Importantly, Oracle didn't actually lock their account. And even more
importantly, AFAIU this guy was an employee.

For these and some other technical reasons (I haven't read the case but likely
part of it may be related to the jury instructions), the question to be
answered by the court really comes down to whether violation of Terms of
Service alone suffices to meet the "without authorization" prong of the
criminal statute.

If the answer is no then the case goes back to trial. The defendant doesn't
get a free pass, it's just that the prosecution will have a slightly higher
burden to overcome in showing lack of authorization. Higher in the sense that
the burden involves taking into consideration other factors than merely
boilerplate policies and notices.

Another way to look at it is, say your boss tells you that you must leave the
office at 5PM sharp, and that nobody is allowed to log into corporate accounts
after 5PM. This policy is also displayed from /etc/motd everytime you login.
You occasionally stay at work late some evenings, accessing the corporate
accounts in a typical fashion. One day you're accused of doing something
nefarious--maybe you were, maybe you weren't. Is your working after 5PM a
prima facie showing that your access was unauthorized? That is, do all they
have to show is that corporate policy was not to login at 5PM? Is it rebuttal?
Does it matter whether your boss communicated this to you personally?
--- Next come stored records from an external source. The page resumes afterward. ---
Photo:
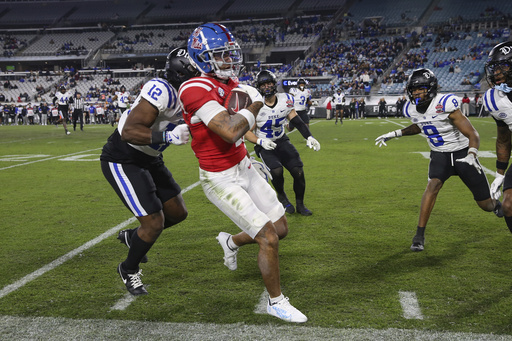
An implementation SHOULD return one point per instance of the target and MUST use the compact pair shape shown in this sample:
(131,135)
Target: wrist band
(248,116)
(157,137)
(473,150)
(501,165)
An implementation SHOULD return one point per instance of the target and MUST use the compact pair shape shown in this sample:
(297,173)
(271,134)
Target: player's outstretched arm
(137,128)
(304,130)
(503,156)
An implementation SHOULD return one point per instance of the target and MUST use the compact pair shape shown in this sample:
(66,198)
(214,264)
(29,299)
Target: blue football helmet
(213,49)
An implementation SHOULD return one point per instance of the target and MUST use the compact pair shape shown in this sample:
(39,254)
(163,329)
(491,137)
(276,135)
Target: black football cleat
(132,281)
(124,237)
(418,243)
(498,209)
(288,207)
(304,210)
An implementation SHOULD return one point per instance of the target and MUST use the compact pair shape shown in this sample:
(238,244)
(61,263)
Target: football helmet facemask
(422,79)
(301,83)
(213,49)
(178,68)
(498,68)
(263,78)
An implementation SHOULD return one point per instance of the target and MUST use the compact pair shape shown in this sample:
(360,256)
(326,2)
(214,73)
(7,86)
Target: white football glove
(261,168)
(253,93)
(471,160)
(381,140)
(267,144)
(496,186)
(313,143)
(179,135)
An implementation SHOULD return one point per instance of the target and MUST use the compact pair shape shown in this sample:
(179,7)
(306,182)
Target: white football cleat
(229,254)
(285,311)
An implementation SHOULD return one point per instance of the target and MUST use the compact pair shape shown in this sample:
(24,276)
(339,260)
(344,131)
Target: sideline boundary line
(52,328)
(49,158)
(61,260)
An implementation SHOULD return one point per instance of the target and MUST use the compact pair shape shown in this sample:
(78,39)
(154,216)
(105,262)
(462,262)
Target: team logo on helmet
(505,49)
(196,42)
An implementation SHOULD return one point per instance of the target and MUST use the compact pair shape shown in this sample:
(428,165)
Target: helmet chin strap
(503,87)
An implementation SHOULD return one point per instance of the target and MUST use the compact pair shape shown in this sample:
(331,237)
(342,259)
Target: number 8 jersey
(436,126)
(271,120)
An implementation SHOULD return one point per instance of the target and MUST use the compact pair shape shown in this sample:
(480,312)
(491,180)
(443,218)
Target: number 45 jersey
(442,135)
(271,120)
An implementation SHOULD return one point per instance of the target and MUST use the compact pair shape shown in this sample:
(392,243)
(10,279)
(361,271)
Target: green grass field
(344,267)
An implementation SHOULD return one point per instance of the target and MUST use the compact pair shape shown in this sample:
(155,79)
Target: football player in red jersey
(227,176)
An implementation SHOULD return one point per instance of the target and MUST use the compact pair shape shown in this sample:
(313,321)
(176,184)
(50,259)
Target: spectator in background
(465,105)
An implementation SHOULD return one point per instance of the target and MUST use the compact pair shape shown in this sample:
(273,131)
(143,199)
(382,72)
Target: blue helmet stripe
(170,91)
(493,101)
(444,102)
(406,111)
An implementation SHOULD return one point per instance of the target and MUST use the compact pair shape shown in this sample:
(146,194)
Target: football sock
(275,299)
(231,244)
(278,179)
(138,249)
(508,220)
(299,183)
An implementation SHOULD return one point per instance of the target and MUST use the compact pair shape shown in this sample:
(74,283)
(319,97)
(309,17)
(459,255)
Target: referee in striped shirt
(78,112)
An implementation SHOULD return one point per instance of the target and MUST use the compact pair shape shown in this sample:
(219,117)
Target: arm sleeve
(301,126)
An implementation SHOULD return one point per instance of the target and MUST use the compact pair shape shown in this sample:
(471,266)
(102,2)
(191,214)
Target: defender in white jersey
(62,99)
(338,99)
(132,163)
(453,142)
(498,101)
(302,98)
(274,147)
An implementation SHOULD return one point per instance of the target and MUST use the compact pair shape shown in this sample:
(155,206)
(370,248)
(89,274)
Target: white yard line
(261,307)
(124,302)
(59,261)
(410,305)
(58,328)
(48,158)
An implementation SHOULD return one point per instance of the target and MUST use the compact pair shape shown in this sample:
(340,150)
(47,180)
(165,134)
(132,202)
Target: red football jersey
(214,154)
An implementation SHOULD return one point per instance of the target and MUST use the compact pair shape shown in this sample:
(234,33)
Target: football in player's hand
(236,100)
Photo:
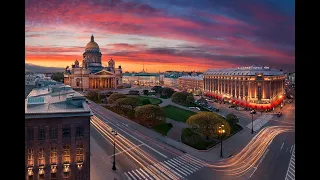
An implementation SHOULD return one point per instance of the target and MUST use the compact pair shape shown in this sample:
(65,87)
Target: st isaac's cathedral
(92,75)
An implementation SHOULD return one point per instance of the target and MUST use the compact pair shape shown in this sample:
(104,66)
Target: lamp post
(252,121)
(114,150)
(221,131)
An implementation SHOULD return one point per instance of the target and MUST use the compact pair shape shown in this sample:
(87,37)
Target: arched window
(78,82)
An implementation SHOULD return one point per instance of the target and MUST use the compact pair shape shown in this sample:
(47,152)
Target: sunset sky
(183,35)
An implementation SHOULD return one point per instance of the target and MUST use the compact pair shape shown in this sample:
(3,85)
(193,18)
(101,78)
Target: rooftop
(245,71)
(55,101)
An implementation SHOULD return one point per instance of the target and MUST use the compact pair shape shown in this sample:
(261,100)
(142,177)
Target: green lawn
(154,101)
(196,105)
(194,140)
(177,114)
(162,128)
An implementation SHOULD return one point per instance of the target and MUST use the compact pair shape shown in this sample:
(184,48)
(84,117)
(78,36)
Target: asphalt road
(277,157)
(275,164)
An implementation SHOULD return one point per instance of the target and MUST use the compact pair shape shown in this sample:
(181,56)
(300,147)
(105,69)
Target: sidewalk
(100,164)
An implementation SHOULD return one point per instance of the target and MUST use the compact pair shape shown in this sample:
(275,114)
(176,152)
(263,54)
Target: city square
(131,90)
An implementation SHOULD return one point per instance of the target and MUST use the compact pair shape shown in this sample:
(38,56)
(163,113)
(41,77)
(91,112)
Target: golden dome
(92,46)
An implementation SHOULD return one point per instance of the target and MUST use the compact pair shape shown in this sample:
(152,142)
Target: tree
(59,77)
(146,92)
(145,102)
(126,104)
(150,115)
(207,124)
(203,100)
(189,99)
(167,92)
(114,96)
(157,89)
(183,98)
(232,119)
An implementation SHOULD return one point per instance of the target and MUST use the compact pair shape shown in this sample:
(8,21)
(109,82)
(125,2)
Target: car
(279,114)
(216,109)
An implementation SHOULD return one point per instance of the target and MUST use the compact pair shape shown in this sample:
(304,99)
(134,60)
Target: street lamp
(221,131)
(114,149)
(252,121)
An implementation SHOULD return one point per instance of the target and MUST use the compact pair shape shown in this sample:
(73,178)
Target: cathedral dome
(92,46)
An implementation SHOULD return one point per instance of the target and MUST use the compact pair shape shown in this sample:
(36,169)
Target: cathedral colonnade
(99,83)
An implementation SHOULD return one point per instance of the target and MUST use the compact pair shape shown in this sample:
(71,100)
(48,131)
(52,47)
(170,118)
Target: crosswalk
(291,169)
(258,123)
(179,167)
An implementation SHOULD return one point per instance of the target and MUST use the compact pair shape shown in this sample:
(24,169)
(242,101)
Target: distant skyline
(163,35)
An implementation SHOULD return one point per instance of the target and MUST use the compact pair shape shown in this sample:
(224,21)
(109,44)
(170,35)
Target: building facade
(57,131)
(170,82)
(142,79)
(193,84)
(254,87)
(92,75)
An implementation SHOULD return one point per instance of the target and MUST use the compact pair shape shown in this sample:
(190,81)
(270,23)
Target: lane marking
(132,136)
(255,168)
(127,149)
(289,171)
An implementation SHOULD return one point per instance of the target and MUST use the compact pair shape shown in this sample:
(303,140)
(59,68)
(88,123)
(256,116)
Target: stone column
(235,88)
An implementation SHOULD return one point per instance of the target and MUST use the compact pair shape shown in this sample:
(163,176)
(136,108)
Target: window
(66,132)
(41,134)
(41,176)
(53,175)
(78,82)
(66,174)
(53,155)
(53,132)
(30,134)
(41,156)
(79,153)
(30,157)
(66,154)
(79,132)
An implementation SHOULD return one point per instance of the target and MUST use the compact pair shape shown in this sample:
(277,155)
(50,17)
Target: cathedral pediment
(103,72)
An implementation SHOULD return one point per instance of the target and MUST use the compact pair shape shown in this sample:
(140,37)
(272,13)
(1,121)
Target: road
(140,156)
(148,158)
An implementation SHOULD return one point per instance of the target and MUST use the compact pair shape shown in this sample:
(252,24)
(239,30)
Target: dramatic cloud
(162,34)
(41,69)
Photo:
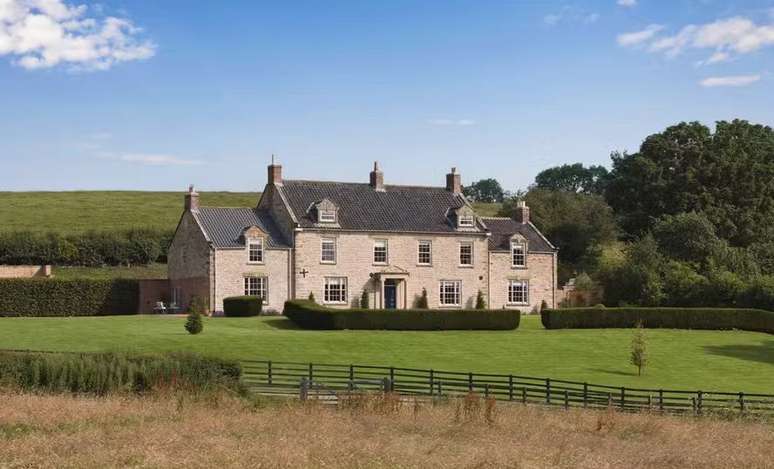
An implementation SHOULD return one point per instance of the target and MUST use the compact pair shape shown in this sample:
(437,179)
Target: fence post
(548,390)
(303,389)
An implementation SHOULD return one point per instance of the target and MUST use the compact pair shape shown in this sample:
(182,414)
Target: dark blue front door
(390,294)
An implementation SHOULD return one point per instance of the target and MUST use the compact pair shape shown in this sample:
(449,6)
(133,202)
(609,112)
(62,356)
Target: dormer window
(327,216)
(466,221)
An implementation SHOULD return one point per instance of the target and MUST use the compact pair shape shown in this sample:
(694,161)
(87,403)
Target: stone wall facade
(540,272)
(354,260)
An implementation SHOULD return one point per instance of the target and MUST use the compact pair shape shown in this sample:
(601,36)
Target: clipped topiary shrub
(80,297)
(309,315)
(242,306)
(670,318)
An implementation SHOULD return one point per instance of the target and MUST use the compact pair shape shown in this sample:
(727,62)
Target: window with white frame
(335,290)
(425,252)
(327,216)
(255,251)
(466,221)
(380,251)
(518,292)
(257,286)
(466,253)
(518,254)
(450,293)
(328,251)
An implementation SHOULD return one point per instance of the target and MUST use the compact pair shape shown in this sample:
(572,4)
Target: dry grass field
(58,431)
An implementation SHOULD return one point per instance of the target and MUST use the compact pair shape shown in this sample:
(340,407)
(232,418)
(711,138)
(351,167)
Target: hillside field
(679,359)
(79,211)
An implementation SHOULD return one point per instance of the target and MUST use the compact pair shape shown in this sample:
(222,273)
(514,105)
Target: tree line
(684,221)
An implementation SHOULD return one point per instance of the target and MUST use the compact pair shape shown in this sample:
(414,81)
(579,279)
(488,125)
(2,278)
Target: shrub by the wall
(242,306)
(82,297)
(313,316)
(671,318)
(109,373)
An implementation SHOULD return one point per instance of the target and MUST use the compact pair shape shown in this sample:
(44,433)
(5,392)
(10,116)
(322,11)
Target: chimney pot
(454,182)
(377,178)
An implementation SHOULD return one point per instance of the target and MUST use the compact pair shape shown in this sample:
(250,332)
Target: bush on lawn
(242,306)
(132,247)
(671,318)
(110,373)
(81,297)
(313,316)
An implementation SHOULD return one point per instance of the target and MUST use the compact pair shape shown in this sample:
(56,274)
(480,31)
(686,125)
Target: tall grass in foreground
(110,373)
(167,431)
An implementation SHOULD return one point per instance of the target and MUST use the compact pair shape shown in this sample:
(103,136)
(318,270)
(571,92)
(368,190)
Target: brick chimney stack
(454,182)
(192,200)
(521,214)
(377,178)
(275,173)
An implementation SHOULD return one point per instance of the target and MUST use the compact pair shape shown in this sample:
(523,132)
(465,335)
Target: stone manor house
(339,239)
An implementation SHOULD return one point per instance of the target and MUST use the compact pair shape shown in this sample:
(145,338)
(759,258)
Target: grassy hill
(79,211)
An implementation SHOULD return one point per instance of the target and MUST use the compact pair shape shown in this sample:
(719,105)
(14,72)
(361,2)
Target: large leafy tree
(728,175)
(485,190)
(573,178)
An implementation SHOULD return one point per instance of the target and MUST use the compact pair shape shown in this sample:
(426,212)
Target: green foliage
(312,316)
(242,306)
(422,301)
(673,318)
(110,373)
(132,247)
(53,297)
(686,168)
(575,223)
(485,190)
(639,352)
(573,178)
(480,301)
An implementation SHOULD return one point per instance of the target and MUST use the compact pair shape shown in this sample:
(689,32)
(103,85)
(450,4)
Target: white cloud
(726,38)
(738,80)
(638,37)
(48,33)
(450,122)
(156,159)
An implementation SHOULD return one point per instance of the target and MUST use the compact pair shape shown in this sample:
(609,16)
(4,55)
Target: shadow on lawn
(764,352)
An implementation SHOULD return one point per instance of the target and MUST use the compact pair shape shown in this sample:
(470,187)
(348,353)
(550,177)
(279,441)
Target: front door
(390,294)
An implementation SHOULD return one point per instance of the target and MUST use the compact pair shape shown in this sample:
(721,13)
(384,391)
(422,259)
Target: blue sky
(156,95)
The way these legal tests work, at least in common law countries, is that you
break the law down into predicates. For the law to apply, you must show that
each predicate holds. Each predicate is it's own little universe. You don't
take other predicates into account; there's often a separate predicate for
intent and other overarching context. The predicate here is "without
authorization". What does that mean? It's a tricker question than you'd think.
And it can't merely mean whatever your boss intended--it has to be an
objective standard that doesn't lead to absurd outcomes in the real world.
Especially in criminal law, a crime can't turn on someone's subjective intent,
except for the intent of the accused. Similarly, specifically in regards
"without authorization" not even the accused's intent matters.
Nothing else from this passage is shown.